Au cours du temps la Romagne n’a jamais eu de configuration administrative autonome et donc de confins proprement définis, subissant les influences des centres de pouvoirs extérieurs. En effet, du point de vue géo-cartographique, le territoire représenté, jusqu’aux premières cartes officielles, du XVI siècle jusqu’à l’Unité italienne, reflétait une situation politique et des confins extrêmement fragmentés et des divisions administratives par le Duché d’Este, des Légations (de Bologne, Ferrare, Ravenne et Forlì) de l’Etat pontifical et des communes du Grand-duché de Toscane.
Entre la fin du XIX et le début du XX siècle, le milieu intellectuel, occupé à la découverte des identités locales, commence un grand débat culturel sur le caractère ethno-anthropologique romagnol et sur la détermination des limites géographiques qui n’ont jamais été précises au cours du temps.
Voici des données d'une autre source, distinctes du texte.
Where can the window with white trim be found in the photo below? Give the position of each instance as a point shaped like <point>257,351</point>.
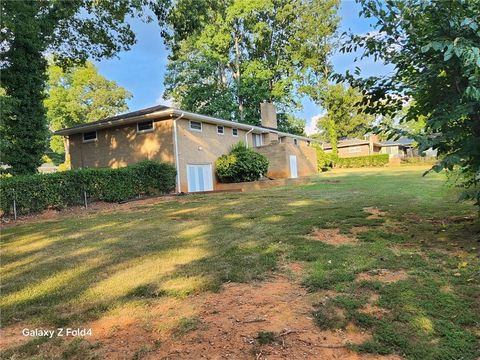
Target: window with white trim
<point>195,125</point>
<point>90,136</point>
<point>145,126</point>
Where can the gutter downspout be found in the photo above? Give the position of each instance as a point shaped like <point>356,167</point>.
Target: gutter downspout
<point>177,162</point>
<point>246,136</point>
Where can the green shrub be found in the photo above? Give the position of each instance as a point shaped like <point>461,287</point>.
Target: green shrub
<point>362,161</point>
<point>419,160</point>
<point>325,161</point>
<point>240,165</point>
<point>34,193</point>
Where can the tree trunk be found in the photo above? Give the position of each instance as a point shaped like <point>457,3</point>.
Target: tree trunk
<point>237,74</point>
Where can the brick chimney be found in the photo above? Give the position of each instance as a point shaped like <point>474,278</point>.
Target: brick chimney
<point>268,114</point>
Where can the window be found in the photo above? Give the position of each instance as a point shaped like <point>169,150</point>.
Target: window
<point>257,140</point>
<point>195,125</point>
<point>145,126</point>
<point>90,136</point>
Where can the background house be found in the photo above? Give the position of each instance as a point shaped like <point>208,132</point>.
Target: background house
<point>190,141</point>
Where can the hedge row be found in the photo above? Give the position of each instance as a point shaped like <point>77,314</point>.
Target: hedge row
<point>34,193</point>
<point>362,161</point>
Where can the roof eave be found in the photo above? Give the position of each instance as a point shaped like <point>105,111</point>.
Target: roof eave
<point>113,123</point>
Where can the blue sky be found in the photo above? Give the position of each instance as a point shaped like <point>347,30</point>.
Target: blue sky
<point>141,69</point>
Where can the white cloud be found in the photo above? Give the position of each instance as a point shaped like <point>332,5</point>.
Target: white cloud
<point>311,125</point>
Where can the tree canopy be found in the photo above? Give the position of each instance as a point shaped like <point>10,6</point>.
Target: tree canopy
<point>344,117</point>
<point>228,57</point>
<point>435,52</point>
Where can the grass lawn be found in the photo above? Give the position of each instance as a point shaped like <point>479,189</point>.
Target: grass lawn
<point>72,271</point>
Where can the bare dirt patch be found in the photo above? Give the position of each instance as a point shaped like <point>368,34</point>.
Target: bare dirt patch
<point>332,237</point>
<point>230,324</point>
<point>295,267</point>
<point>374,212</point>
<point>374,310</point>
<point>235,320</point>
<point>383,275</point>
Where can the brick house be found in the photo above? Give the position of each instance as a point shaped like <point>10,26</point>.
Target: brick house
<point>190,141</point>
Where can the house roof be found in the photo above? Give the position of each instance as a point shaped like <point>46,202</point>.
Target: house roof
<point>347,142</point>
<point>161,112</point>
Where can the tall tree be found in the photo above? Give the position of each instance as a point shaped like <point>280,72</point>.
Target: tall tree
<point>70,30</point>
<point>80,95</point>
<point>238,53</point>
<point>344,117</point>
<point>435,52</point>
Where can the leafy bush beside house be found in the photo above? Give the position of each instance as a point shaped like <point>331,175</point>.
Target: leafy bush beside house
<point>34,193</point>
<point>362,161</point>
<point>242,164</point>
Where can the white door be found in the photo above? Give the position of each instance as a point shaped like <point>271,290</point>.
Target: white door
<point>199,177</point>
<point>293,167</point>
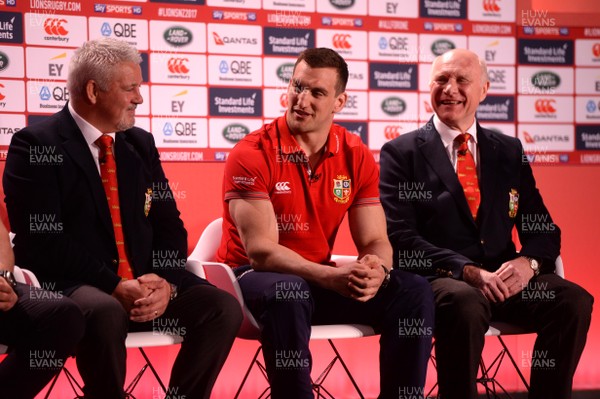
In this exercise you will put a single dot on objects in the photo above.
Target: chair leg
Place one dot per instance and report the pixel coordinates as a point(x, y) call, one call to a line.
point(262, 369)
point(75, 386)
point(318, 383)
point(138, 376)
point(512, 360)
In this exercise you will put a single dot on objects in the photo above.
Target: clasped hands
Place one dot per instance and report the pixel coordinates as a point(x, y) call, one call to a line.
point(360, 279)
point(510, 279)
point(144, 298)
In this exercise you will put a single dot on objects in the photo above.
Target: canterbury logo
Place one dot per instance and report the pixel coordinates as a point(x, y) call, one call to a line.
point(176, 65)
point(282, 186)
point(596, 49)
point(491, 5)
point(545, 106)
point(53, 26)
point(528, 138)
point(340, 40)
point(218, 40)
point(283, 100)
point(391, 132)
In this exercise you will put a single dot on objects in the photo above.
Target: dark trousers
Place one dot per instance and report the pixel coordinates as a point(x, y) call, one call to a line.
point(41, 331)
point(207, 318)
point(285, 306)
point(559, 312)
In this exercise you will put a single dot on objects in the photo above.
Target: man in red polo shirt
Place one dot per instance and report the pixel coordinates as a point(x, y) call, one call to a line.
point(287, 188)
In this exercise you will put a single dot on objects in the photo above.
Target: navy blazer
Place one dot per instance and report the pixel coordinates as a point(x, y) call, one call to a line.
point(58, 209)
point(429, 223)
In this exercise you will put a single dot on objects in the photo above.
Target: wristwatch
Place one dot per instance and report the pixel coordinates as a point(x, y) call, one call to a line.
point(386, 279)
point(173, 291)
point(9, 277)
point(534, 264)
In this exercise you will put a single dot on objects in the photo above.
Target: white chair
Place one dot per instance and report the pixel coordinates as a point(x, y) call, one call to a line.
point(498, 329)
point(26, 277)
point(223, 277)
point(139, 340)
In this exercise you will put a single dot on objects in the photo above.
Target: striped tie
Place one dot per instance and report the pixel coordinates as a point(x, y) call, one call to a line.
point(467, 173)
point(108, 172)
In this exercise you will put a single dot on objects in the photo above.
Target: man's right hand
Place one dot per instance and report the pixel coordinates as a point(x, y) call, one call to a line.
point(490, 284)
point(129, 291)
point(8, 296)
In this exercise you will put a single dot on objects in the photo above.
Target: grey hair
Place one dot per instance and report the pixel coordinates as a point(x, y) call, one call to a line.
point(95, 60)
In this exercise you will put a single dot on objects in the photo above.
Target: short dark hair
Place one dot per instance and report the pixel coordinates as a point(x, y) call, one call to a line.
point(323, 57)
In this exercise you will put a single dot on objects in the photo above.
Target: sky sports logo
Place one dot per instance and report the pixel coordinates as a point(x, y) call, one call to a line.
point(117, 9)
En 1894, l’ingénieur Emilio Rosetti de Forli, joint à son dictionnaire géographico-historique dédié à la Romagne une carte qui, pour la première fois, ne codifie les confins. « Cette région aux caractères physiques bien définis comprend actuellement presque entièrement les deux provinces de Forlì et Ravenne avec la République de Saint-Marin et seule une partie des provinces de Bologne, Florence, Arezzo et Pesaro-Urbino... ».
En 1912, le parlementaire Aldo Spallicci, utilisant comme argument « le dialecte parlé dans les zones considérées », propose un territoire culturel et traditionnel plus étendu par des limites « qui doivent être comprises dans les limites de l’antique Flaminia ». Le parlementaire avança, pendant l’ Assemblée Constituante, l’hypothèse d’une région de Romagne autonome.